A pétrea consistência deste solo
Não dissolve meu ânimo, enlouquece
O que dentro de mim mais alto grita.
Nesta lavoura, a mão é o instrumento
Com que se abrir a terra e penetrá-la
Para entregar-lhe o amor de um a semente
Exposta ao tempo, a fungos e carunchos.
No arado não se pense, o chão se fecha
Ao fio agudo e firme, assim a enxada
Também se parte contra o solo duro
E apenas resta a ponta de meus dedos
Para feri-lo, amá-lo e fecundá-lo.
A par o som arranca ao rijo solo
E nada mais, que à concha, em cada mão,
Feita de pele, carne, nervo e sangue,
Cabe a tarefa e sol de revolvê-lo,
Suada, escalavrada, enegrecida,
Porto em que a terra é nau posta em abrigo.

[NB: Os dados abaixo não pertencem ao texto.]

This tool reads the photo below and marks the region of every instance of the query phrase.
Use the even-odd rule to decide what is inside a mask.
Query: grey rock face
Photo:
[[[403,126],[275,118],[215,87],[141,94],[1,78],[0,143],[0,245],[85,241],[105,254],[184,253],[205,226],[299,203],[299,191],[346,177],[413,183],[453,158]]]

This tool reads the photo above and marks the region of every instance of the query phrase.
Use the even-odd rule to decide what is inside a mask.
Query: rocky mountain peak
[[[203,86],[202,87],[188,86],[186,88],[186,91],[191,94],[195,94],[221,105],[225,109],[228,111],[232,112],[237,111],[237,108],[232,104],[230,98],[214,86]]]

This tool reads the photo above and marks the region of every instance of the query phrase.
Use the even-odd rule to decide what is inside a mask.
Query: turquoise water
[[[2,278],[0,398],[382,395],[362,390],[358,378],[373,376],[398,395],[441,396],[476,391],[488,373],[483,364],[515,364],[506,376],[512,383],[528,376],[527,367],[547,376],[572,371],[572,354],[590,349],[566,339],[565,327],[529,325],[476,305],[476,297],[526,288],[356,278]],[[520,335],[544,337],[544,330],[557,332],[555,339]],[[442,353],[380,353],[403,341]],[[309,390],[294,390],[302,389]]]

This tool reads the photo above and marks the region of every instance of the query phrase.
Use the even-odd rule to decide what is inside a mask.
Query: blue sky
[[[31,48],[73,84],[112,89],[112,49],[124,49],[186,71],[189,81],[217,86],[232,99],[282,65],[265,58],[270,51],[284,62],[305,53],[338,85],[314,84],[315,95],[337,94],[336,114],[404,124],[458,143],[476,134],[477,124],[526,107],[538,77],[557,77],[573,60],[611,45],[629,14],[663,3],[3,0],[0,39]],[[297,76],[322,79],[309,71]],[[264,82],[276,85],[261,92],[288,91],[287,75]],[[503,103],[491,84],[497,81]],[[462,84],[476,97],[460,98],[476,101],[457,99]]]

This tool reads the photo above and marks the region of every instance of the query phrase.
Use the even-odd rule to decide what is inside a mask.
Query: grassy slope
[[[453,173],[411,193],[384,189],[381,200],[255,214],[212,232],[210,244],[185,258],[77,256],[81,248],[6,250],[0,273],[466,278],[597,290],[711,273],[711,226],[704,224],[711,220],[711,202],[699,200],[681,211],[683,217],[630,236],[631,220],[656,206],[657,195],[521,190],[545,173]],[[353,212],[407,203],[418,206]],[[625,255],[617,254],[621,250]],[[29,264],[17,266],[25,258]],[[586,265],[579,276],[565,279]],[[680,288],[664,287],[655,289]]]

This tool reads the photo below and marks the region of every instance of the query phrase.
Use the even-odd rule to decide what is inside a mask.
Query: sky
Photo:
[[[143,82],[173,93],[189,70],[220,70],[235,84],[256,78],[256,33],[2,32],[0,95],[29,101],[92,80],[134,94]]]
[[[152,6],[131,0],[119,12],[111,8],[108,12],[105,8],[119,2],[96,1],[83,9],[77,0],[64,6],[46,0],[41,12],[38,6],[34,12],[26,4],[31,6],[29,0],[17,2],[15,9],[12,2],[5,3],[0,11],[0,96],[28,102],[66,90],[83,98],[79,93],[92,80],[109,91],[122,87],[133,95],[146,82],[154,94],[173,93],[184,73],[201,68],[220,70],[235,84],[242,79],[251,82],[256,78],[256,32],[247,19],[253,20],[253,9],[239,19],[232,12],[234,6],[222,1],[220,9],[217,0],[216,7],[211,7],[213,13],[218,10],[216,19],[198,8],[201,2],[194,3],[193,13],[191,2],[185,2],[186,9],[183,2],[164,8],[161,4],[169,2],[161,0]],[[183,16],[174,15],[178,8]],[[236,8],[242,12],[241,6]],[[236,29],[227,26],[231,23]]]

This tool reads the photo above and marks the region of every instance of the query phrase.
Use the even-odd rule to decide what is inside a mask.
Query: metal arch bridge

A estas leiras, labrego, me transporto
A cada madrugada e delas volto
Para comer, se existe, a cada noite,
O pão que elas não deram por ser bruto
O chão e fraca a mão que dele trata,
Mas que insiste em cuidá-lo, porque o grão
E causa, muito mais que conseqüência...
2
Cansei de andar em busca do destino
E tranqüilo retraço meu caminho.
Para curar melancolias fundas,
Há sempre mais um hausto que permite
Viver um pouco mais, se é isto vida.
Ouço ainda o ruído das batalhas
Terminadas. Vencidas ou perdidas,
Foram batalhas de uma guerra santa
Em que ao nascer acaso me alistassem.
Assim posso dar fé que a morte obscura
De quantos vão ficando no caminho,
Bem mais do que parece, ofusca o brilho
Das falsas aparências de vitória
Dos que falam mais alto e se confundem.
Confundem-se os que gritam, confundindo
Os que ouvem e não sabem que os caídos
Dizem mais no silêncio em que caíram,
Dizem mais e mais fundo, enquanto a voz
Oprimida e apagada fere o nervo
Exposto a golpes sempre repetidos.
Retraço no que posso meu caminho
Aberto pela quilha entre os sargaços
Imensos deste mar, ora parado,
Ora coberto de ondas pelo vento
Que sopra não de um ponto, mas de vários,
Para provar a força, não do braço,
Mas do ânimo que imprime rumo ao barco.
19
Esta rua, esta praça, esta cidade
circulam no meu sangue e me envenenam.
As vísceras se rompem na explosão
dos motores que fremem nas esquinas
envenenando os ares e os pulmões.
A cidade penetra nos tecidos
como um câncer que invade todo o corpo.
Os dejetos, o lixo, a escória, o esgoto
são os fluidos secretos do meu corpo.
Está dentro de mim esta cidade
como a ostra e o caramujo em sua casca.
E nutre-se de mim, de meus desejos
e da fome e da sede e dos impulsos
que regem os meus gestos de consumo.
Aqui, onde nasci, deixo meu fardo
de angústia e solidão, enquanto vibra
ao longo das areias e avenidas,
sob o sol, sobre o solo dos aterros,
sabendo a sal ao sul, esta cidade,
que pulsa em multidões enlouquecidas.
Carrego-a nos meus bolsos, nos ouvidos
saturados de cargas explosivas.
Transporto-a no meu hálito de chama
consumida entre sopros divergentes.
Enquanto o sol me queima, estou ardendo
nas águas deste Rio, degradadas
e assim mesmo lustrais de meu batismo.
20
Nas abas destes morros me pergunto
se eles voam para o alto ou se mergulham.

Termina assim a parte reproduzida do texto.